24 May 2022

For immediate release

WA’s public-school leaders are currently facing an unprecedented staffing crisis across WA as increasingly high numbers of covid cases continue to impact the availability of both permanent and relief teachers.

The responsibilities of school leaders have escalated throughout the pandemic as they continue to grapple with ongoing staff absentees and the Education Department’s inability to provide sufficient relief staff to cover the shortages.

Principals Federation of WA (PFWA) President, Bevan Ripp, believes that the Department, although it is trying its best with limited resources, should be lobbying Government harder to support school leaders at a time when they are finding it increasingly difficult to adequately staff their classrooms and provide the quality of education for which our public schools are renowned.

He said the response from the Department to school leaders continued calls for more support and assistance to fill escalating staffing gaps was insufficient and put all the responsibility back onto Principals to cover ongoing staff shortages.

 He said the department had told Principals “They must consider all local solutions to provide coverage for any staff absent due to COVID-related reasons. This means schools are expected to exhaust options such as postponing professional learning and cancelling off-site meetings, collapsing classes, using relief staff, and administrators teaching.”

 “The Government is expecting school leaders to deliver nigh on the impossible. We are concerned and we acknowledge that parents are also concerned and frustrated,” he said.

“We seek the community’s support and recognition that school leaders are doing everything they can to meet the needs of students and their families while sustaining high-quality learning in a safe environment. However, impacting on this is a staffing crisis school leaders cannot fix because the human resource is simply not there” Mr Ripp said.

The response from the Minister has been to establish a Ministerial Hotline for Principals, which flies in the face of long-established Public-Sector protocols.

“Feedback from Principals so far is it is a complete waste of time, an exercise in appearing to do something without actually achieving anything.”

“What would be better received by our members is the Minister recognising the value our school leaders bring to public education by advocating strongly for an industrial agreement that reflects the complexity and demands of their role,” he said.

Mr Ripp said he had heard from numerous school leaders across WA who were at the end of their tether trying to grapple with the current staffing crisis.

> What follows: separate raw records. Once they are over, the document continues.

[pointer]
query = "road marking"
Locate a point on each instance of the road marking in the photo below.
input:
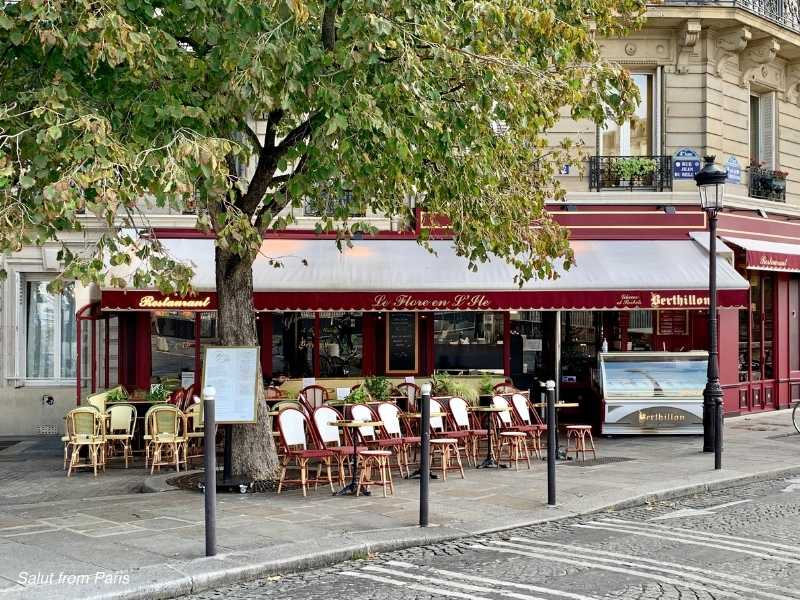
(493, 582)
(665, 567)
(510, 548)
(783, 549)
(685, 539)
(413, 586)
(794, 485)
(696, 512)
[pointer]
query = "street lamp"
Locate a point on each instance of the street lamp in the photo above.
(711, 185)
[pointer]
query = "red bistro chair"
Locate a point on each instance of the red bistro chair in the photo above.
(301, 447)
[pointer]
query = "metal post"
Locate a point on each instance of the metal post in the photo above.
(552, 435)
(712, 394)
(210, 464)
(424, 454)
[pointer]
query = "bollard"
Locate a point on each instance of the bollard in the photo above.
(552, 438)
(720, 423)
(210, 465)
(425, 454)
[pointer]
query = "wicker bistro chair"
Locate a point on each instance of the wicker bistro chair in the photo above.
(464, 422)
(330, 437)
(86, 429)
(444, 442)
(301, 448)
(510, 437)
(121, 428)
(166, 431)
(533, 427)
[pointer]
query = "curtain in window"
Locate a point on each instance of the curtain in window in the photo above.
(41, 331)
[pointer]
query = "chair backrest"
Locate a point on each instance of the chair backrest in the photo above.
(361, 412)
(458, 408)
(504, 416)
(123, 418)
(437, 422)
(520, 403)
(328, 434)
(292, 425)
(315, 395)
(84, 421)
(390, 415)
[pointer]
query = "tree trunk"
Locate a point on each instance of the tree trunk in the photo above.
(253, 455)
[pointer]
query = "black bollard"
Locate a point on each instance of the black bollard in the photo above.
(424, 454)
(210, 464)
(552, 437)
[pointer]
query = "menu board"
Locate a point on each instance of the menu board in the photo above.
(233, 373)
(401, 343)
(673, 322)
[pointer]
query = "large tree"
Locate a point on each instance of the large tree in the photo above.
(242, 107)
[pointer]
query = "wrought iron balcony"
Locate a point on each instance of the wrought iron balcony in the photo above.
(783, 12)
(767, 184)
(641, 173)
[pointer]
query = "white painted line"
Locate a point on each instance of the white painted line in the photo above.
(413, 586)
(495, 582)
(499, 546)
(685, 540)
(793, 550)
(715, 578)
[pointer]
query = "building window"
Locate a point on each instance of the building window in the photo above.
(51, 344)
(633, 137)
(465, 341)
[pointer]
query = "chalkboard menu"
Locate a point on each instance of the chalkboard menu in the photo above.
(401, 343)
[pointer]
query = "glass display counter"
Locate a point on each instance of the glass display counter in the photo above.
(652, 392)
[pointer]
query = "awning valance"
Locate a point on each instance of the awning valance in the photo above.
(768, 256)
(400, 275)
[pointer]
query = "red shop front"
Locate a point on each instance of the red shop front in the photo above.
(391, 307)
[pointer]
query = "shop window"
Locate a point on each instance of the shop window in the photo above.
(341, 344)
(50, 332)
(465, 341)
(293, 344)
(172, 345)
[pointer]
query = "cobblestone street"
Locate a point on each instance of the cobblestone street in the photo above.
(737, 543)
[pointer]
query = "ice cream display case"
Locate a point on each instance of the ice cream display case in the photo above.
(652, 392)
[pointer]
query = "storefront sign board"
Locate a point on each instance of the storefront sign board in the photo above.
(233, 373)
(685, 164)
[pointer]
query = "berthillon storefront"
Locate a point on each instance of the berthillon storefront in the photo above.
(390, 307)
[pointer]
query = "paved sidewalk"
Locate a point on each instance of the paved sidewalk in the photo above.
(98, 538)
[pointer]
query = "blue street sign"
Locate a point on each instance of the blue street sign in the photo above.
(685, 164)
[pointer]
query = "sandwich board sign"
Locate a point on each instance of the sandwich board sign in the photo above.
(233, 372)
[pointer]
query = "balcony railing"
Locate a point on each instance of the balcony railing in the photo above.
(767, 184)
(782, 12)
(641, 173)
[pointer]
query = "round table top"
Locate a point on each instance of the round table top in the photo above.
(489, 408)
(351, 423)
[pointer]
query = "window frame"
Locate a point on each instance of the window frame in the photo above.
(58, 380)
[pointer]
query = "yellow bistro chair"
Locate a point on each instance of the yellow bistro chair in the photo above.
(121, 427)
(85, 427)
(166, 427)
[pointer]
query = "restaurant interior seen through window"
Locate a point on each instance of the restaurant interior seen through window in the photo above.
(465, 341)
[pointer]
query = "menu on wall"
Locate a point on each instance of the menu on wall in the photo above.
(401, 343)
(673, 322)
(233, 373)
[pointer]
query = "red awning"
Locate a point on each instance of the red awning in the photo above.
(768, 256)
(399, 275)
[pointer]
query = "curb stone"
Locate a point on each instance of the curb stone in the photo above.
(205, 573)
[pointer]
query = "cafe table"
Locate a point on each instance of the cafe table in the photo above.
(489, 462)
(354, 426)
(559, 405)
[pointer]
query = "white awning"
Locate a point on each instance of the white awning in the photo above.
(314, 272)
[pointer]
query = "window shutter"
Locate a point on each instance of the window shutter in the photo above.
(766, 145)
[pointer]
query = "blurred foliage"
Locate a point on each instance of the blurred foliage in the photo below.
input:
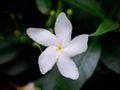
(99, 66)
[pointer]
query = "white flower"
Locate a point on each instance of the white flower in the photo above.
(60, 47)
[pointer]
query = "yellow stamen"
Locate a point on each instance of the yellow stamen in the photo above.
(59, 48)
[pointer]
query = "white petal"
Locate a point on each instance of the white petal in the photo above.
(42, 36)
(67, 67)
(63, 28)
(47, 59)
(77, 45)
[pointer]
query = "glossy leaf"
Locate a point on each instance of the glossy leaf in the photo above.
(111, 55)
(6, 55)
(94, 8)
(43, 6)
(106, 26)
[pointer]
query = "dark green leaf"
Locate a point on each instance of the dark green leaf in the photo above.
(94, 8)
(17, 67)
(43, 6)
(111, 57)
(106, 26)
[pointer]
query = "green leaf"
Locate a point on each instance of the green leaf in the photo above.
(93, 8)
(43, 6)
(19, 66)
(6, 55)
(48, 82)
(87, 63)
(106, 26)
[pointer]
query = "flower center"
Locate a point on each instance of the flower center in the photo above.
(60, 48)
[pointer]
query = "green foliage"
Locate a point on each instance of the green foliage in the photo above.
(106, 26)
(43, 6)
(17, 55)
(94, 9)
(86, 62)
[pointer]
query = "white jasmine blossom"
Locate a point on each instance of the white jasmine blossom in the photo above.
(60, 47)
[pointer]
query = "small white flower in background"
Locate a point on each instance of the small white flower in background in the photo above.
(60, 47)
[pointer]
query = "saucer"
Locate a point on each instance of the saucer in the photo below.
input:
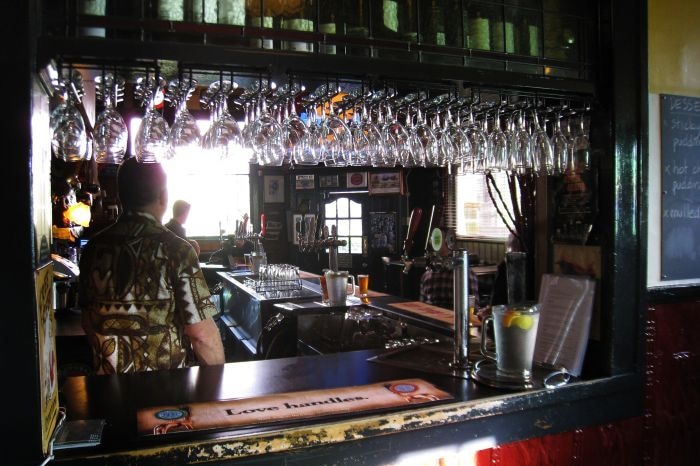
(485, 372)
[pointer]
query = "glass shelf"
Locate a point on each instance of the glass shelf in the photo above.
(533, 37)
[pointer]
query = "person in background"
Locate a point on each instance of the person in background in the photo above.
(181, 210)
(145, 303)
(437, 286)
(499, 294)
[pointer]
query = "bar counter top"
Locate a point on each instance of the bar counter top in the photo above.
(477, 415)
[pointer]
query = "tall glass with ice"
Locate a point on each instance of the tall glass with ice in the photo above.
(515, 334)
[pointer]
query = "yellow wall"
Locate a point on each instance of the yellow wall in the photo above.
(674, 47)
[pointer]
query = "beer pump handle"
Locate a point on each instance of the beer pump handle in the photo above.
(413, 223)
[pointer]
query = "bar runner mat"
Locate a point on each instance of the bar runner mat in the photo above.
(427, 310)
(247, 412)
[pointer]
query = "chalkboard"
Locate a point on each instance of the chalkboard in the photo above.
(680, 187)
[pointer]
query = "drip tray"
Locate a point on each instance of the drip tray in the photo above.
(436, 359)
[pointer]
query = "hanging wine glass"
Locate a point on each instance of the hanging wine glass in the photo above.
(184, 137)
(377, 154)
(69, 140)
(560, 146)
(582, 146)
(336, 134)
(294, 128)
(248, 100)
(224, 137)
(421, 136)
(111, 134)
(521, 160)
(395, 136)
(267, 136)
(498, 145)
(151, 142)
(479, 144)
(541, 147)
(459, 140)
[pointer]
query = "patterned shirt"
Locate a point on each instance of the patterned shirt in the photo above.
(139, 285)
(436, 287)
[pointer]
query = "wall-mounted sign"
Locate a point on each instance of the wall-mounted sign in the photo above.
(304, 181)
(680, 187)
(356, 180)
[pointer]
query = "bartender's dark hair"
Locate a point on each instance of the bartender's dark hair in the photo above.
(139, 184)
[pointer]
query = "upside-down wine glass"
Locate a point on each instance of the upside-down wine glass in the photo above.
(68, 135)
(151, 142)
(184, 138)
(111, 134)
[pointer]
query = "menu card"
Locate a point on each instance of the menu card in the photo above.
(566, 306)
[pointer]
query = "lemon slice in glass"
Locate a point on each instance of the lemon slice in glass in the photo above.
(436, 239)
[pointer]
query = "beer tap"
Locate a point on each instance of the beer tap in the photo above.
(413, 223)
(314, 238)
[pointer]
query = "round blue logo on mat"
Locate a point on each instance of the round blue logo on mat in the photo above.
(171, 414)
(403, 388)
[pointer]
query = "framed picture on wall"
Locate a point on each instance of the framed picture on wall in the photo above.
(273, 189)
(382, 231)
(304, 181)
(296, 229)
(328, 181)
(385, 183)
(356, 180)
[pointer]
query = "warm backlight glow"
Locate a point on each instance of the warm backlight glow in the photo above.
(79, 214)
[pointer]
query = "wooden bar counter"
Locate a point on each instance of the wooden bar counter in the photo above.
(477, 417)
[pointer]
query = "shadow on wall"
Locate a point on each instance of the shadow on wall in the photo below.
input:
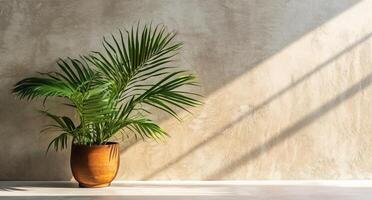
(236, 33)
(284, 134)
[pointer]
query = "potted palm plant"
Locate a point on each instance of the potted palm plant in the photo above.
(112, 92)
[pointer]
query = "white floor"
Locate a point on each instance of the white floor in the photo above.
(167, 190)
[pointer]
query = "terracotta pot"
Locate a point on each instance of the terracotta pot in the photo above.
(96, 165)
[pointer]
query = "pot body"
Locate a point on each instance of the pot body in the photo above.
(95, 165)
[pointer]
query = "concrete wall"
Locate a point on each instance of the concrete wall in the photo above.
(286, 85)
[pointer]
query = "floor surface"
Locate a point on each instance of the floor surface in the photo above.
(167, 190)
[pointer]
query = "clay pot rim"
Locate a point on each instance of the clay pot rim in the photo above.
(108, 144)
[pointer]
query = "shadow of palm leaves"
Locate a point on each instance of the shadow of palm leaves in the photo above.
(293, 129)
(218, 133)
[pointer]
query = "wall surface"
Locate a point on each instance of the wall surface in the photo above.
(286, 86)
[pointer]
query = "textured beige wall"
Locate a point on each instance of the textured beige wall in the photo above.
(286, 87)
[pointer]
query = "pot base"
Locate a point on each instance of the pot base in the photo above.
(81, 185)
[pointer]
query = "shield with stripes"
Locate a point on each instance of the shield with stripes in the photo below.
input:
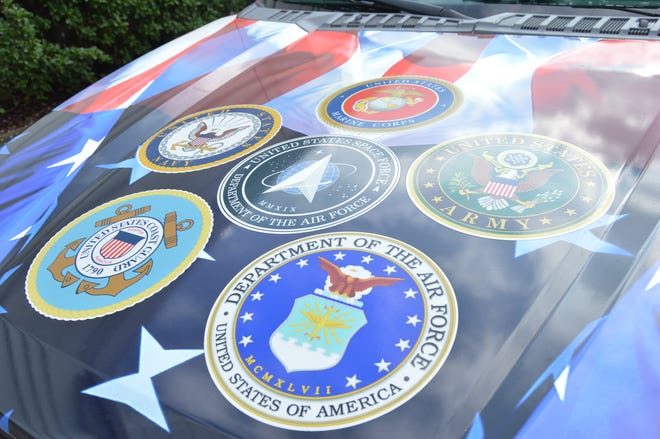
(120, 244)
(501, 187)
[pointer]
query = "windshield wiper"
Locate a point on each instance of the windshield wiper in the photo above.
(409, 6)
(414, 7)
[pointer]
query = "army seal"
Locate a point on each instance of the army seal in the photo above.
(510, 186)
(330, 331)
(118, 254)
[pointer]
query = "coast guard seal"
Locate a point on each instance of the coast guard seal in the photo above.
(390, 103)
(118, 254)
(209, 138)
(330, 331)
(308, 183)
(510, 186)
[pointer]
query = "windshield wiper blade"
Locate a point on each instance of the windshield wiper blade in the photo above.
(414, 7)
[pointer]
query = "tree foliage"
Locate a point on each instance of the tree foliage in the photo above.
(52, 48)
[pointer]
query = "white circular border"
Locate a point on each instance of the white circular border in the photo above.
(406, 376)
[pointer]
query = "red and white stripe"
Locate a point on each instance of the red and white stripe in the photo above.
(499, 189)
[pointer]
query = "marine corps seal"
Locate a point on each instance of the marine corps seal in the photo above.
(209, 138)
(308, 183)
(510, 186)
(390, 103)
(330, 331)
(118, 254)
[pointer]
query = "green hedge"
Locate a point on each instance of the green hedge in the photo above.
(51, 49)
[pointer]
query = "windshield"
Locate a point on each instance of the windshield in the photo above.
(482, 8)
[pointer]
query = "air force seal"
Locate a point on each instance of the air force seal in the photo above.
(308, 183)
(118, 254)
(209, 138)
(330, 331)
(510, 186)
(391, 103)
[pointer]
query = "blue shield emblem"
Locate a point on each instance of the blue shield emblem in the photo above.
(316, 333)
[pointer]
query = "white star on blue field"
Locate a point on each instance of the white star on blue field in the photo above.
(4, 421)
(137, 390)
(137, 170)
(582, 237)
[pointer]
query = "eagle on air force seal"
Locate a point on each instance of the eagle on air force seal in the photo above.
(330, 331)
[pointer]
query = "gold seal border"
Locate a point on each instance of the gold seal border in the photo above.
(321, 110)
(145, 162)
(48, 310)
(387, 406)
(606, 176)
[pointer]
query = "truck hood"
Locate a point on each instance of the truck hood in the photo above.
(517, 170)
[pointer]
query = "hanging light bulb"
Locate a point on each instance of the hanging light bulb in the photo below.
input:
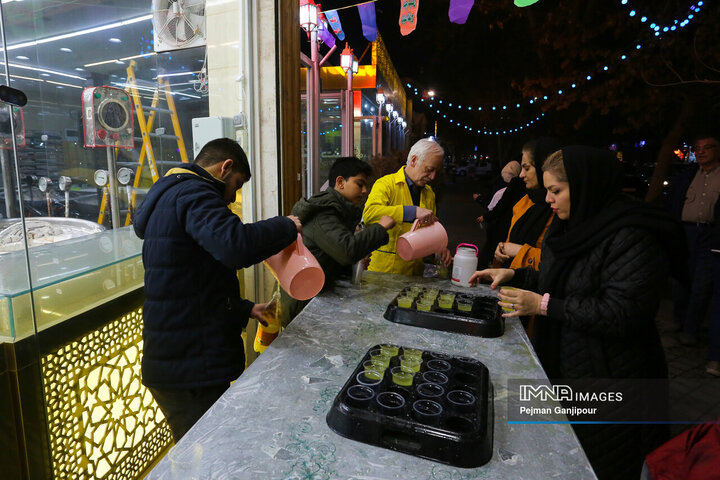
(308, 15)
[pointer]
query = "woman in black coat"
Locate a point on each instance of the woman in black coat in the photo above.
(605, 262)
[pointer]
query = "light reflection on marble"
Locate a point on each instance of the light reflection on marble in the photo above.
(271, 424)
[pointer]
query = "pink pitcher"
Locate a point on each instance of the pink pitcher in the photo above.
(420, 242)
(297, 270)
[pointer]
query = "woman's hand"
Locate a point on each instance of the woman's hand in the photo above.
(506, 250)
(494, 275)
(522, 302)
(445, 256)
(257, 312)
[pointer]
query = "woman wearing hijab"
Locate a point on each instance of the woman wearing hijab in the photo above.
(531, 215)
(605, 262)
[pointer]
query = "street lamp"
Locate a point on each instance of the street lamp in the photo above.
(308, 15)
(346, 62)
(309, 22)
(524, 3)
(346, 58)
(380, 98)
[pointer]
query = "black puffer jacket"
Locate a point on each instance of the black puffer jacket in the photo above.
(329, 223)
(605, 313)
(193, 314)
(605, 310)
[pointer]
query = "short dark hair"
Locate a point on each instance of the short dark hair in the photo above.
(347, 167)
(221, 149)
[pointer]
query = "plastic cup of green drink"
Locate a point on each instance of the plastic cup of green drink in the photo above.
(389, 350)
(405, 301)
(411, 363)
(425, 304)
(464, 304)
(401, 377)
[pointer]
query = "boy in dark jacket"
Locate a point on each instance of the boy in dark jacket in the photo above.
(329, 221)
(193, 314)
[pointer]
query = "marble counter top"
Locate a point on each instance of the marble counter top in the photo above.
(271, 424)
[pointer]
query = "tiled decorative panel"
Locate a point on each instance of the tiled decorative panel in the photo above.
(103, 423)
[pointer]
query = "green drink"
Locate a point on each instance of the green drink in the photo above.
(401, 377)
(389, 350)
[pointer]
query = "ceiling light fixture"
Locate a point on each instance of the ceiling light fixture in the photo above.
(178, 74)
(80, 33)
(54, 72)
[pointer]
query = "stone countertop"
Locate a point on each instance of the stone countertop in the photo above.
(271, 424)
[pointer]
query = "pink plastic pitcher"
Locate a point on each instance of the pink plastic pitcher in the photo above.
(420, 242)
(297, 270)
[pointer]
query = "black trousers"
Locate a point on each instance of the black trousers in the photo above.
(184, 407)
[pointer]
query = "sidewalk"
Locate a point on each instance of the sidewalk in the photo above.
(694, 394)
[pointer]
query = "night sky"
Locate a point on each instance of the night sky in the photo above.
(505, 56)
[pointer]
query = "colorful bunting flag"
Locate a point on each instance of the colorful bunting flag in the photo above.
(460, 10)
(408, 15)
(334, 20)
(367, 17)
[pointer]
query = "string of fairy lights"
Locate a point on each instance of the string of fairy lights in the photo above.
(445, 109)
(657, 28)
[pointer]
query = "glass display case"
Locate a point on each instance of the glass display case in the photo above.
(110, 103)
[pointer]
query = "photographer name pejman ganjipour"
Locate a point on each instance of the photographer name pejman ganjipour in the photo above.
(569, 411)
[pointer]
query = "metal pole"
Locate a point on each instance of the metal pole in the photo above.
(7, 182)
(114, 211)
(314, 118)
(379, 128)
(348, 121)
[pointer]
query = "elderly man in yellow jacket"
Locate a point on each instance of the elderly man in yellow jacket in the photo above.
(405, 196)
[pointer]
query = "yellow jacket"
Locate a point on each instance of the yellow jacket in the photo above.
(388, 196)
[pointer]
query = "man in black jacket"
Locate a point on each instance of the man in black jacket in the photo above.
(193, 314)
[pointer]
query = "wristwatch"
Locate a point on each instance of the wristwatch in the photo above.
(543, 304)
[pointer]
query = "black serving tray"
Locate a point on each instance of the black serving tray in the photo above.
(484, 320)
(462, 435)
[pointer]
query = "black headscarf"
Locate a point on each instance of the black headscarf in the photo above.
(598, 208)
(529, 227)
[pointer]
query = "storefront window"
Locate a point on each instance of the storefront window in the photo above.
(81, 168)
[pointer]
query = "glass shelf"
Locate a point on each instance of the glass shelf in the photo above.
(68, 278)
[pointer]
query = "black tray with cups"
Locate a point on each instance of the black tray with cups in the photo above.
(447, 310)
(422, 403)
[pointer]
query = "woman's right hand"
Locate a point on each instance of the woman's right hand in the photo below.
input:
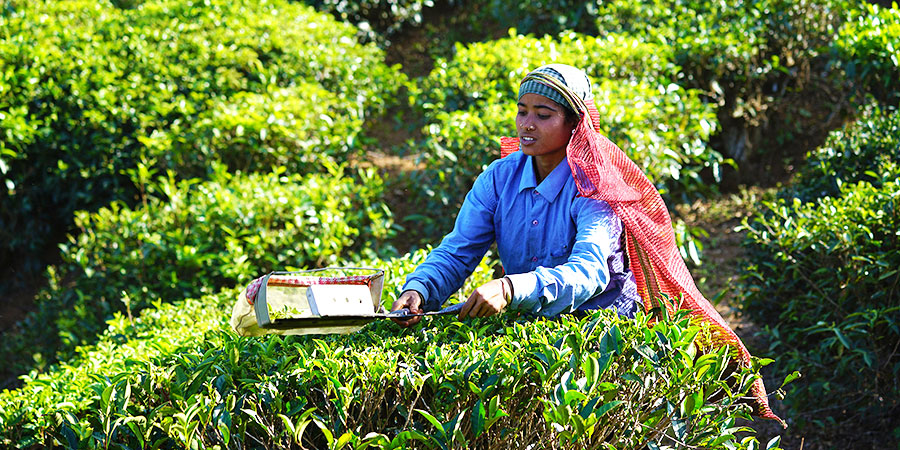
(412, 301)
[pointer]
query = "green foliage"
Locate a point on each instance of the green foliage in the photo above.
(376, 18)
(870, 45)
(823, 275)
(860, 151)
(194, 238)
(173, 377)
(468, 102)
(760, 61)
(88, 90)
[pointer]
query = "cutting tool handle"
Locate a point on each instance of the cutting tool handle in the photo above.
(404, 312)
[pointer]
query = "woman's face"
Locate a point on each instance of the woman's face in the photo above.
(542, 127)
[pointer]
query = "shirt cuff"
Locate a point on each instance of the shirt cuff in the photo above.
(524, 296)
(422, 290)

“At the moment it is a full-time job just to do staffing. We have 23 members of staff off tomorrow so far… I don’t know what the answer is, but this is not sustainable. The message needs to be seriously heard and action taken,” was the feedback from one member.

And from another: “I’ve just lost my school Psychologist, head cleaner, another teacher, and 2 more EAs to COVID and received my second cranky parent email for the day. What can I say? They are correct that their child is not getting the quality they deserve. Absolutely correct!”

“At what point can we collapse schools together? Or close them!? There is no learning happening here – staff just supervising for safety, avoiding the risk of accident whilst injuries are increasing,” another  PFWA member said.

Mr Ripp said that more support is needed from ministerial and government bodies through tangible means before we lose more school leaders through burnout and lack of support.

“School leaders are seeking the support of parents in understanding that public schools are experiencing a turbulent and difficult time, and it is certainly not business as usual, as the Government would have them believe.

“Education assistants, teachers and school leaders are working under extreme pressure trying their hardest to retain teaching and learning continuity in a very complex and challenging environment,” Mr Ripp said.

“School leaders have the responsibility for setting the conditions in which staff, students and the broader school community thrive, and they deserve an industrial agreement which recognises and rewards this extremely complex role. Currently, there is no incentive to attract good classroom practitioners into school leadership and this needs to change so our public schools continue the vital role they play in ensuring our young people are given the best educational opportunities available to them,” he said.